At the turn of 50th year of statehood, the biggest challenge before every Gujarati is inventing a new and more relevant identity for the state.

What is Gujarat’s identity?

What does Gujarat stand for? What is Gujarat’s identity? These are seemingly simple but very difficult questions to answer. Probably there will be a myriad correct answers. Ask visitors from other parts of the country and they will go gaga over the state’s roads and infrastructure, warmth of the people and overall sense of security and well-being.

However, all that and much more has been achieved due to adventurous entrepreneurship of a diligent people over centuries. But it was in the 20th century that Mahatma Gandhi added a new dimension to Gujarat’s identity.

However, the first decade of the 21st century has not been kind to the state. Our state has been associated with disasters and blemishes. It was the nerve-wrecking earthquake in 2001, followed by the abominable riots in 2002 which sparked a range of events that beat the state’s much-endeared image.

At the turn of 50th year of statehood, the biggest challenge before every Gujarati is inventing a new and more relevant identity for the state. Since Gujarati spirit is inclusive in nature, it doesn’t distinguish between ethnic Gujaratis who are Gujaratis by descent and people who have settled in Gujarat by choice. When rest of the country is afflicted by fragmental parochialism, its this multi-cultural society that can shape a new Gujarat by the time the state celebrates 100 years.

Ironically, Gujarat gave Mohammed Ali Jinnah, the founder of Pakistan, who is held responsible for partition and also Sardar Patel who forged a nation out of hundreds of princely states. Of late, it’s Dhirubhai Ambani’s one-man capitalist endeavour that transferred the business-scape of the country and it’s his legacy that has made his son, a Gujarati,  the world’s fourth richest person. So the challenge is  whether we want to continue being identified as entrepreneurs, nation-builders or something else?

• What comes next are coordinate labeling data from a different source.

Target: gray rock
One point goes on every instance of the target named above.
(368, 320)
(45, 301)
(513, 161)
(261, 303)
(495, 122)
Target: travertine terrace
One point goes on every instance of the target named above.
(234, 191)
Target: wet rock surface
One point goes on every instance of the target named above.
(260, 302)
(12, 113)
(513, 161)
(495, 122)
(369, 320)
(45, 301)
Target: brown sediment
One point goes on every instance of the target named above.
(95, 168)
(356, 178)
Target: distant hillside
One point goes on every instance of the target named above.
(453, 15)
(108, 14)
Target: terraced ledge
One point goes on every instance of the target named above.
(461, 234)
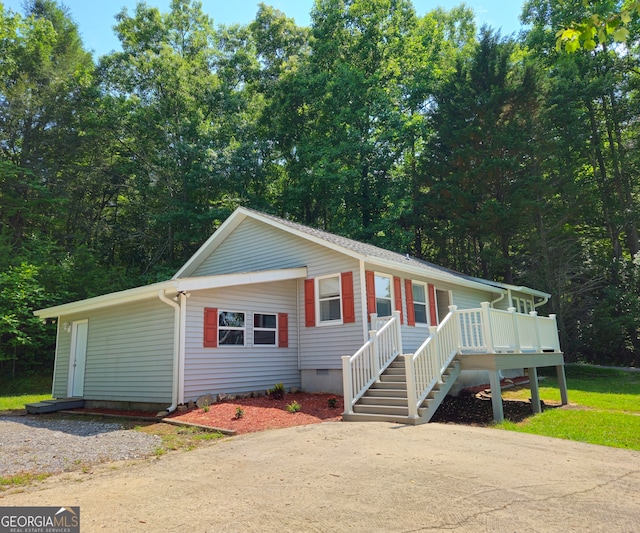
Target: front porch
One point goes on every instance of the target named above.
(382, 383)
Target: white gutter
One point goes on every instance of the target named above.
(176, 349)
(544, 301)
(497, 299)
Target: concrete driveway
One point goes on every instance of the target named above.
(361, 477)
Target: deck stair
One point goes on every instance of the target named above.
(386, 399)
(51, 406)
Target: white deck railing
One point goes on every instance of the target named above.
(363, 368)
(425, 367)
(489, 330)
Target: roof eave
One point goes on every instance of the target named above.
(434, 274)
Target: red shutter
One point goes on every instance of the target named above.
(397, 289)
(432, 305)
(210, 327)
(411, 315)
(370, 282)
(283, 330)
(309, 303)
(348, 300)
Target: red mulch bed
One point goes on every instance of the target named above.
(265, 413)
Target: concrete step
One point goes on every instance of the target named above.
(399, 378)
(381, 410)
(386, 393)
(382, 400)
(389, 385)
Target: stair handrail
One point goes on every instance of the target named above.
(431, 359)
(363, 368)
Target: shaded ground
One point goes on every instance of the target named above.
(476, 410)
(359, 477)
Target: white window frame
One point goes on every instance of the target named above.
(232, 328)
(333, 322)
(425, 286)
(274, 330)
(391, 290)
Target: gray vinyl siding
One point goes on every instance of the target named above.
(254, 246)
(463, 297)
(129, 353)
(238, 369)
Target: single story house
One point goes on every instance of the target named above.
(266, 300)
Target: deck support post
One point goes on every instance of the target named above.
(535, 394)
(496, 395)
(562, 383)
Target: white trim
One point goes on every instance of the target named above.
(171, 288)
(275, 330)
(240, 214)
(233, 328)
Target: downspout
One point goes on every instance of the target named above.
(363, 302)
(176, 349)
(183, 339)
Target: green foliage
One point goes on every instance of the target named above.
(293, 407)
(609, 414)
(497, 157)
(277, 391)
(595, 28)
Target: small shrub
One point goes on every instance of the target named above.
(277, 392)
(293, 407)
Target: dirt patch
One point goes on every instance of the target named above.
(476, 410)
(258, 414)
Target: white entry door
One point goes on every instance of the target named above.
(78, 357)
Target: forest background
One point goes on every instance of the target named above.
(501, 157)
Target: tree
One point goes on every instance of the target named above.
(478, 173)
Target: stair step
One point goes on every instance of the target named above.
(400, 378)
(386, 393)
(382, 400)
(51, 406)
(379, 385)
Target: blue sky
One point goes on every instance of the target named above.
(95, 18)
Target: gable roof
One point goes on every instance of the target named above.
(366, 252)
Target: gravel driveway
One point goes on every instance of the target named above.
(49, 445)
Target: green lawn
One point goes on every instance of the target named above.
(604, 408)
(15, 393)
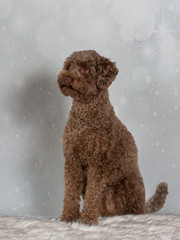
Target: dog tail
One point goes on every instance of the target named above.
(156, 202)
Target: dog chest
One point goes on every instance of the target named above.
(85, 142)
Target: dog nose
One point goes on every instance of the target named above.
(66, 79)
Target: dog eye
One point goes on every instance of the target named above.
(84, 69)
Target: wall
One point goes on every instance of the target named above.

We need to emphasise that there is much more to Gujarat than communalism. The perpetrators of riots should get highest punishment, but the punishment of imposing a communal identity on crores of innocent people should immediately stop. Ironically, in the brouhaha over communalism most people forget that it was Gujarati traders who exported Islam to the world’s largest Islamic nation - Indonesia!  We need to commit ourselves to finding a new, lasting and more relevant identity for the state in the next 50 years.